What is your raison d’etre? What is your reason for being? Seriously, think about it. What is the reason why you exist? To make art? To help others? To help yourself? For a long time, I couldn’t have told you mine myself. I had no clue. I was here because I was born. I continued living because even a purposeless life, while painful, is still more comfortable than death. Living is painful. There’s no getting around it. Most of us cope with our humanity by means of escapism. We drink, smoke, play video games, have sex, risk our lives, all to get away from the feeling of being a human with a body. But it still hurts. You think you’re safe, protected from the real world by whatever veil you hide behind, but the pain doesn’t go away. The only path forward is through the burning, blinding light of reality.

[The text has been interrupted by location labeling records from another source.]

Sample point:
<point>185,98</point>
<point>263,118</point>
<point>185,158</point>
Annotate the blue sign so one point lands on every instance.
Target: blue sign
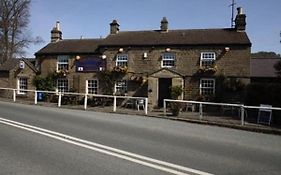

Nobody can give you value as a person. Nobody can save you from yourself. You’ll quickly fall apart if you try to lean on others rather than stand on your own two feet. Life may be pretty terrible for you right now. Maybe your material circumstances aren’t that great, and you’re barely scraping by week to week. Maybe the person you used to lean on is no longer available. Maybe life should be great, and you have everything you need and all the love and support you could ask for, but you still feel empty inside. Everyone can understand that, and most can empathize with your struggle. But we’re too preoccupied trying to take care of ourselves to help you. There are people who love you. There are people who would ache for the rest of their lives if something happened to you. But ultimately, they have nothing to offer you but support as you learn how to love yourself. Take some time, and figure out why you’re here. Look in the mirror, and learn to love the damaged person staring back at you. No matter how far you’ve fallen, you still have the power to make tomorrow better than today.